6. Validate DB formulas**
- Define `is_valid_formula` function to check formula validity.
   - Apply validation and remove invalid entries.

7. Clean adducts**
   - Define required adduct columns.
   - Raise error if columns are missing.
   - Clean and format adduct data.

8. Reset indices**
- Reset indices for DB, adductsAll, and df_ipa.

9. Run simpleIPA**
   - Execute `ipa.simpleIPA` with specified parameters.
   - Note: This may take a few minutes for 1000 features.

10. Save results**
   - Handle both dict and dataframe outputs.
   - Convert dict result to dataframe if necessary.
- Insert feature_id into annotations.
   - Concatenate rows into final dataframe.
   - Save final dataframe to CSV.
   - Print top annotations or first 20 rows if no 'post' column.

11. Handle annotations**
   - Check if annotations are a DataFrame or dict.
- Insert feature_id and append to rows.
- Concatenate rows into final_df.
- Save final_df to CSV and print top annotations.
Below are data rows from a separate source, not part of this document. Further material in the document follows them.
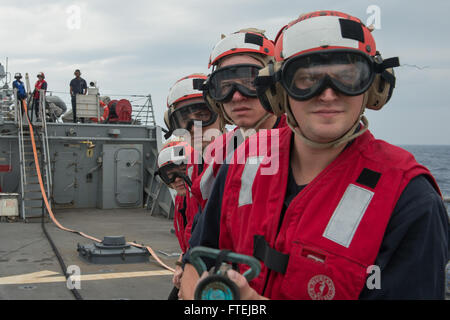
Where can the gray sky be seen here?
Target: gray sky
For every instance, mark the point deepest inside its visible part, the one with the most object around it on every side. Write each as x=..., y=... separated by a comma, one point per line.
x=143, y=47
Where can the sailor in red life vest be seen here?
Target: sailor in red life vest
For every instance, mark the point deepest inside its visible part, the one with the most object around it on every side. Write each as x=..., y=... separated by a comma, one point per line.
x=340, y=203
x=41, y=84
x=190, y=117
x=172, y=161
x=229, y=90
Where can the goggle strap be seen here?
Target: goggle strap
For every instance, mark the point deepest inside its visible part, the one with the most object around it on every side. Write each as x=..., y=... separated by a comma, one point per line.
x=168, y=134
x=387, y=63
x=199, y=84
x=388, y=77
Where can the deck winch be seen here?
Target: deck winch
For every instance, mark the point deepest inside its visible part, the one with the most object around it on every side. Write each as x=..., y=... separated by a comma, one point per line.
x=217, y=285
x=112, y=250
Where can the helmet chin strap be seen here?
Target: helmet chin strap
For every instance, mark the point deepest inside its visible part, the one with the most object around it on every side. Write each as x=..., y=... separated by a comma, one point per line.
x=348, y=136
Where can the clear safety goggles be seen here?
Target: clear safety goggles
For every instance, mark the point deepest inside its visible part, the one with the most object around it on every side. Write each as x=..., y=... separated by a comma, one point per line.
x=348, y=72
x=184, y=117
x=224, y=82
x=170, y=172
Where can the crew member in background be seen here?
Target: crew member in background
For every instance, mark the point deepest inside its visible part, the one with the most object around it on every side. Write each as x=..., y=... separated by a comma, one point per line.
x=19, y=85
x=104, y=110
x=188, y=115
x=172, y=161
x=41, y=84
x=341, y=203
x=77, y=86
x=230, y=91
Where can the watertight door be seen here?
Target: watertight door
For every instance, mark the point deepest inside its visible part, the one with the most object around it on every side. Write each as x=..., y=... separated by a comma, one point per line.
x=128, y=176
x=65, y=183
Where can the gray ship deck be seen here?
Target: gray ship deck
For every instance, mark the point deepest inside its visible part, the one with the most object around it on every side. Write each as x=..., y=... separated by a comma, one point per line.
x=29, y=269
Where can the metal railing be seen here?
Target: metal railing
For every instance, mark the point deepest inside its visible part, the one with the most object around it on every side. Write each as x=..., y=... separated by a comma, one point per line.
x=144, y=114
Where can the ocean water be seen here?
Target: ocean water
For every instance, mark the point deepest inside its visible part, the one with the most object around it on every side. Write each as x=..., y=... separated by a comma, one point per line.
x=437, y=159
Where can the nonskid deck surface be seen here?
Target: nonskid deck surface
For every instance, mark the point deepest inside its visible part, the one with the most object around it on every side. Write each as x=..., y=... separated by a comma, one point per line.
x=30, y=270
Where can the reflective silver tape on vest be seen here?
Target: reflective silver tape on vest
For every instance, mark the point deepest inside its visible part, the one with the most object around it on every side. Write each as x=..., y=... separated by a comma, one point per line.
x=248, y=177
x=346, y=217
x=207, y=182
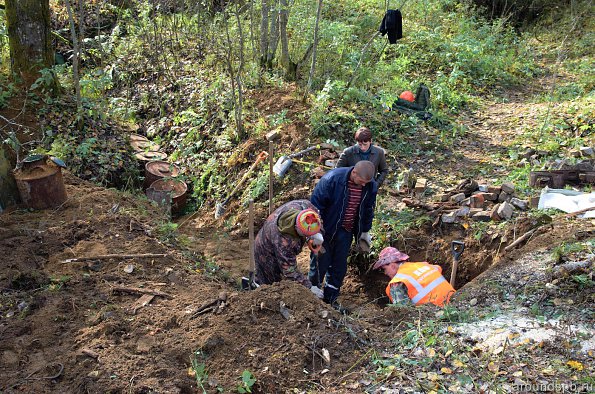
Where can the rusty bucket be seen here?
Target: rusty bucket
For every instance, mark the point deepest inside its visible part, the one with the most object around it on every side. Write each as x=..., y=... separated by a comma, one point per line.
x=155, y=170
x=177, y=189
x=40, y=183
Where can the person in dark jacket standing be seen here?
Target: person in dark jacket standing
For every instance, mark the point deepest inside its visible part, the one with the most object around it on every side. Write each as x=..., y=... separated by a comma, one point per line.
x=281, y=239
x=364, y=150
x=346, y=198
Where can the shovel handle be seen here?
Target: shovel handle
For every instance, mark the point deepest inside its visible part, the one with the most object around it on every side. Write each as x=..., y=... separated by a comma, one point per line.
x=457, y=248
x=261, y=156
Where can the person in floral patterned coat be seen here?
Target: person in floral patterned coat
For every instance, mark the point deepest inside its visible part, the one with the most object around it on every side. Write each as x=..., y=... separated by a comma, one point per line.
x=281, y=239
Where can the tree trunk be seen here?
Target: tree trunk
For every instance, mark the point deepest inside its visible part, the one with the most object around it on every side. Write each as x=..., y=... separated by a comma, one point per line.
x=8, y=188
x=283, y=17
x=29, y=37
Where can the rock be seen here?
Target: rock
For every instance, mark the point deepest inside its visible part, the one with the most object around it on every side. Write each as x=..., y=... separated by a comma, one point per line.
x=482, y=216
x=273, y=135
x=449, y=218
x=528, y=153
x=519, y=204
x=508, y=187
x=457, y=198
x=494, y=213
x=505, y=210
x=331, y=163
x=443, y=197
x=533, y=202
x=462, y=212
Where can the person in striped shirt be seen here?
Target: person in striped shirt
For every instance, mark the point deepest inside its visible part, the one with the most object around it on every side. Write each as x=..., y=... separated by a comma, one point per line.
x=346, y=198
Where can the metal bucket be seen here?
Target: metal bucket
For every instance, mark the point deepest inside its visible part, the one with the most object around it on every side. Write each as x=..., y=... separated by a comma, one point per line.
x=40, y=183
x=155, y=170
x=177, y=189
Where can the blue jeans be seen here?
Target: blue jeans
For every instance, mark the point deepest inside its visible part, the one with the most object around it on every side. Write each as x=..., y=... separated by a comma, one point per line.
x=331, y=265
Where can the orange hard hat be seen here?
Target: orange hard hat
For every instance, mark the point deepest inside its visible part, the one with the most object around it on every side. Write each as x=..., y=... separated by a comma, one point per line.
x=407, y=95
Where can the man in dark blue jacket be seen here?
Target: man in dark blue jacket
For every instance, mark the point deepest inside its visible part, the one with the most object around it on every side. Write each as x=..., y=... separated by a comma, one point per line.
x=345, y=198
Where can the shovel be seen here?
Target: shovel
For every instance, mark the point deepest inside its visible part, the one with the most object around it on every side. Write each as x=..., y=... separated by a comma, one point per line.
x=457, y=249
x=220, y=206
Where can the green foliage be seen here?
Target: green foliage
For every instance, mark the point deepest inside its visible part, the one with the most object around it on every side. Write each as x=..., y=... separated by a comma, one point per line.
x=98, y=157
x=390, y=224
x=56, y=283
x=200, y=369
x=7, y=89
x=247, y=382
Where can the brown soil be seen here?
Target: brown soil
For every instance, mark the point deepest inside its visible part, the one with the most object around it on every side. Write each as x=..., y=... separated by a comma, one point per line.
x=66, y=327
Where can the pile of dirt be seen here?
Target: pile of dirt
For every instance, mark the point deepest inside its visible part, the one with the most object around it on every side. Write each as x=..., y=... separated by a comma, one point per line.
x=76, y=326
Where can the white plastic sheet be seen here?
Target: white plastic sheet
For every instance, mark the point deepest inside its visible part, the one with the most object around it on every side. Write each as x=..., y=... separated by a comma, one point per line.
x=568, y=201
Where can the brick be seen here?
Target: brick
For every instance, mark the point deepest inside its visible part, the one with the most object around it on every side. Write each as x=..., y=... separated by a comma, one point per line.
x=503, y=197
x=273, y=135
x=420, y=185
x=508, y=187
x=462, y=212
x=457, y=198
x=494, y=189
x=520, y=204
x=587, y=151
x=448, y=218
x=491, y=196
x=534, y=202
x=443, y=197
x=505, y=211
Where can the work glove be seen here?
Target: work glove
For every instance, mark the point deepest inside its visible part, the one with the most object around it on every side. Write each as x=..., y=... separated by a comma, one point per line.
x=315, y=242
x=365, y=242
x=317, y=292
5. Build required DB columns

If 'pk' is not in DB.columns, assign a range from 1 to the length of DB to DB['pk'].
If 'MS2' is not in DB.columns, set DB['MS2'] to an empty string.
If 'reactions' is not in DB.columns, set DB['reactions'] to an empty string.
Remove duplicated columns from DB.

6. Validate DB formulas

Define `is_valid_formula` function to check the validity of a formula.
Apply `is_valid_formula` to the 'formula' column in DB and store results in a new column '_valid'.
Remove rows with invalid formulas from DB and reset the index.
Print the number of rows remaining in DB after validation.

7. Clean adducts

Define required adduct columns: 'name', 'calc', 'Charge', 'Mult', 'Mass', 'Ion_mode', 'Formula_add', 'Formula_ded', 'Multi'.
Raise a ValueError if any required adduct columns are missing from adductsAll.columns.
Clean 'Formula_add' column in adductsAll by filling empty values, converting to string, stripping whitespace, and replacing 'H0' and 'nan' with an empty string.
Clean 'Formula_ded' column in adductsAll by filling empty values, converting to string, stripping whitespace, and replacing 'H0' and 'nan' with an empty string.
Fill missing values in 'name', 'calc', and 'Ion_mode' columns in adductsAll with empty strings and convert to string type.
Convert 'Charge', 'Mult', 'Mass', and 'Multi' columns in adductsAll to numeric, coercing errors.

8. Reset indices

Reset indices for DB, adductsAll, and df_ipa.

9. Run simpleIPA

Execute `ipa.simpleIPA` with specified parameters: df=df_ipa, ionisation=1, DB=DB, adductsAll=adductsAll, ppm=10.
Note: This may take a few minutes for 1000 features.

10. Save results

Print the result type using `type(result)`.
Handle both dict and dataframe outputs.
If `result` is a dict, convert it to a dataframe and insert `feature_id` into annotations.
Concatenate rows into `final_df`.
If `result` is a dataframe, assign it to `final_df`.
Save `final_df` to CSV if it contains data.
Print top annotations or first 20 rows if no 'post' column is present.

11. Handle annotations

If `annotations` is a DataFrame, copy it to `df_ann`, insert `feature_id`, and append to `rows`.
If `annotations` is a dict, create a row with `feature_id`, update with `annotations`, and append to `rows`.
Concatenate `rows` into `final_df` if not empty, else create an empty DataFrame.
If `result` is a DataFrame, assign it to `final_df`.
If `result` is not a DataFrame, print unexpected result type and create an empty DataFrame.
If `final_df` has more than 0 rows, save to CSV and print top annotations.
If 'post' is in `final_df` columns, sort and print top annotations; otherwise, print first 20 rows.
If `final_df` is empty, print 'No annotations to save'.